As I wrote in the first installment of this series, women have been participating in cartography about as long as any man has. That means women have been using maps to convey ideas and agendas—for better or for worse, conscientiously or unwittingly. For a map is never neutral. Sometimes, it is plainly propaganda. Other times, its bias is subtle enough for it to pass as scientific artifact.
In the explosive 19th century, women produced maps (entire atlases, actually) that attempted to make sense of America’s relatively new nationhood, its boundaries and beliefs, and who belonged there. In the maps presented here, women cartographers conveyed both facts and fictions about a country in upheaval, and developed new visual techniques in the process.
Mapping movement
The early 19th-century cartographer, historian, educator, and women’s rights activist Emma Hart Willard pioneered new techniques for teaching geography and producing maps. She advocated a localized approach to learning one’s land, contrary to the era’s common practice: “Instead of commencing the study of maps with the map of the world, which is the most difficult to understand,” she and co-author William Woodbridge wrote in 1844’s Woodbridge and Willard's Universal Geography, “the pupil here begins, in the most simple manner imaginable, to draw a map of his own town.
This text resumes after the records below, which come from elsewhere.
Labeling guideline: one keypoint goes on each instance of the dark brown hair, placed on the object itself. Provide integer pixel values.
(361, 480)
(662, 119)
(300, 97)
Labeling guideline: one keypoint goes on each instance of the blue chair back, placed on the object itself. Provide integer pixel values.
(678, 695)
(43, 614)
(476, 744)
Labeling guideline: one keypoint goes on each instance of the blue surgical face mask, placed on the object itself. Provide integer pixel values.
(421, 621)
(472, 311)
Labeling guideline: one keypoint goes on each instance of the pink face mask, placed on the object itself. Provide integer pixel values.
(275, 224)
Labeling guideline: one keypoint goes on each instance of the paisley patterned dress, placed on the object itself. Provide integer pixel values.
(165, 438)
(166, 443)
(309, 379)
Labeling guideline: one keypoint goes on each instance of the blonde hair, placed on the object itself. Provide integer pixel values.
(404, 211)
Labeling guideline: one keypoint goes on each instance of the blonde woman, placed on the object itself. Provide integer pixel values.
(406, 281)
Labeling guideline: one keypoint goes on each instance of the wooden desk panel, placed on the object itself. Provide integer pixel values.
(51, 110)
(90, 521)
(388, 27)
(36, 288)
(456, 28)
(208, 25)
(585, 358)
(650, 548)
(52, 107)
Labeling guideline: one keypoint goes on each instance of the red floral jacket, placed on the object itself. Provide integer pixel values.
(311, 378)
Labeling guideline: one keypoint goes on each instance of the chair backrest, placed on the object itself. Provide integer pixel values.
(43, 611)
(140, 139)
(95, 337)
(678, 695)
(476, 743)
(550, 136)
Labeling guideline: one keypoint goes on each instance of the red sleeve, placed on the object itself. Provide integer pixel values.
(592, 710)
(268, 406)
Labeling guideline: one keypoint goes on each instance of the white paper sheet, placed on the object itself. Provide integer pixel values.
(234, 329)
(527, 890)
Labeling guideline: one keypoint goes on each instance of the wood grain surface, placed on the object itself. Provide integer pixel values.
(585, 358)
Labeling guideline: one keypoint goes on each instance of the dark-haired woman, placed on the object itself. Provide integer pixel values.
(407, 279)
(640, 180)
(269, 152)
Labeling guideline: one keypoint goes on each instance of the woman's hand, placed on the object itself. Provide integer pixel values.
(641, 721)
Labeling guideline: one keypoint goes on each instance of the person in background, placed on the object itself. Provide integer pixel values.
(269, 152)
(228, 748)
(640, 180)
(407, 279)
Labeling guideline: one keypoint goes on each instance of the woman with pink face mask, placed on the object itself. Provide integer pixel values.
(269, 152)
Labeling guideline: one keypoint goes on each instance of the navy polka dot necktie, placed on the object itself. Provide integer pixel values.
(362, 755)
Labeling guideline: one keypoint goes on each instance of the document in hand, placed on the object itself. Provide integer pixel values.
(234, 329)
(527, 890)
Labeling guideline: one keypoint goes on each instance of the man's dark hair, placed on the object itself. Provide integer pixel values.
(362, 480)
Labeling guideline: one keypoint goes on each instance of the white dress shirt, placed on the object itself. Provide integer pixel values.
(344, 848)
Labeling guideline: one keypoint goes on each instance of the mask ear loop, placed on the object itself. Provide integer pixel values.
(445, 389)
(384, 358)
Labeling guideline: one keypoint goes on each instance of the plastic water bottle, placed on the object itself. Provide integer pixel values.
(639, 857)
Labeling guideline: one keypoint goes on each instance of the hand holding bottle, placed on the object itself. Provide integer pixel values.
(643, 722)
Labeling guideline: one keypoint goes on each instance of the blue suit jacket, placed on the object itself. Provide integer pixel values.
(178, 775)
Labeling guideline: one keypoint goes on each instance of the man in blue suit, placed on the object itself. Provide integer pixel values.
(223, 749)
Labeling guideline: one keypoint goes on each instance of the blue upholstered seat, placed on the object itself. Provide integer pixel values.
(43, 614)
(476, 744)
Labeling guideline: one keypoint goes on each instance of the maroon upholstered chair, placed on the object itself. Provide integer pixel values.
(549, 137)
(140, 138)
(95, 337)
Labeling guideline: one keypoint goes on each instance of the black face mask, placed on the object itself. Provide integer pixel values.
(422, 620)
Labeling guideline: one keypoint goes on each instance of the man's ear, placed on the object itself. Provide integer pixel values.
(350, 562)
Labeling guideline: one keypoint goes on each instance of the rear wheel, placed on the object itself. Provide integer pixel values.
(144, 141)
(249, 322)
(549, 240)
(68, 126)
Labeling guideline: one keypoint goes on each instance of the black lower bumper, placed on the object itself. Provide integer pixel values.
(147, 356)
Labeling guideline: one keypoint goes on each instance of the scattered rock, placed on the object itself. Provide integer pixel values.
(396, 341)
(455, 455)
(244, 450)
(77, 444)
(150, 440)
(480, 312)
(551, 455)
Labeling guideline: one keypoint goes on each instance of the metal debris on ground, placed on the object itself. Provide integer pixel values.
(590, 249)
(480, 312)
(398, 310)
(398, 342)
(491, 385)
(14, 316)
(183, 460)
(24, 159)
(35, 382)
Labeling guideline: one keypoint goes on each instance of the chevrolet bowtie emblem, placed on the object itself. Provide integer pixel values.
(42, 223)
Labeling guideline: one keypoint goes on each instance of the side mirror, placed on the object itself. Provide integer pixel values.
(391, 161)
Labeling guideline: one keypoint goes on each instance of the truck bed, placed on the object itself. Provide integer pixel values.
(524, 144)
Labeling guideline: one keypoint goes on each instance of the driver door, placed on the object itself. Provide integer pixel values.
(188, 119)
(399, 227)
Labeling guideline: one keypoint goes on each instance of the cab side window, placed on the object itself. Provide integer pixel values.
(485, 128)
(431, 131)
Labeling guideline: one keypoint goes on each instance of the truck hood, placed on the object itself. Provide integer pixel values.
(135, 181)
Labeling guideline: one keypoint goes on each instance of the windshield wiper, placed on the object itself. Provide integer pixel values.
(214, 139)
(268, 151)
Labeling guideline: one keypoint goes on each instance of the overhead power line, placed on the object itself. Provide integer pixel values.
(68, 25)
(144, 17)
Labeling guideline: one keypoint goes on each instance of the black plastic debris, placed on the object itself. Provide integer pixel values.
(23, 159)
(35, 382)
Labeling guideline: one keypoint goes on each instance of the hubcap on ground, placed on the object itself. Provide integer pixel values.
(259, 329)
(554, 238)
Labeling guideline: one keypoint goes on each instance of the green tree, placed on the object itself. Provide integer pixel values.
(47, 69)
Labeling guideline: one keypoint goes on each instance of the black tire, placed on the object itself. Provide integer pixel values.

In her own maps, Willard stuck to representations of the United States, and in this she was not without her prejudices. In one of her widely sold geography “readers,” she innovated new cartographic techniques while also reinforcing dominant assumptions about Native Americans. Pictured above, “Locations and Wanderings of the Aboriginal Tribes,” is the “Introductory Map” in 1828’s Willard’s History of the United States. The map uses colors and vectors to show settlement and movement patterns of Native Americans in the Eastern U.S.—an unprecedented visual strategy for mapping American history that “re-conceptualize[d] the past on a plane rather than in a narrative,” writes the historian Susan Schulten in the Journal of Historical Geography.
But it does so without giving any specific timeframe for the tribes’ spatial trajectories other than the one that is implied in the map’s title and position in the atlas: Before Europeans. This tactic “reflected and reinforced the existing assumption that Native Americans existed in a timeless space prior to the advent of human history,” Schulten writes.
Alongside the other maps in the book, Willard was constructing an idea of nationhood that hinged on Anglo-American histories and developments, and which emphasized a coherent, united United States. She did this as that national unity (if it ever existed) was beginning to seriously fray.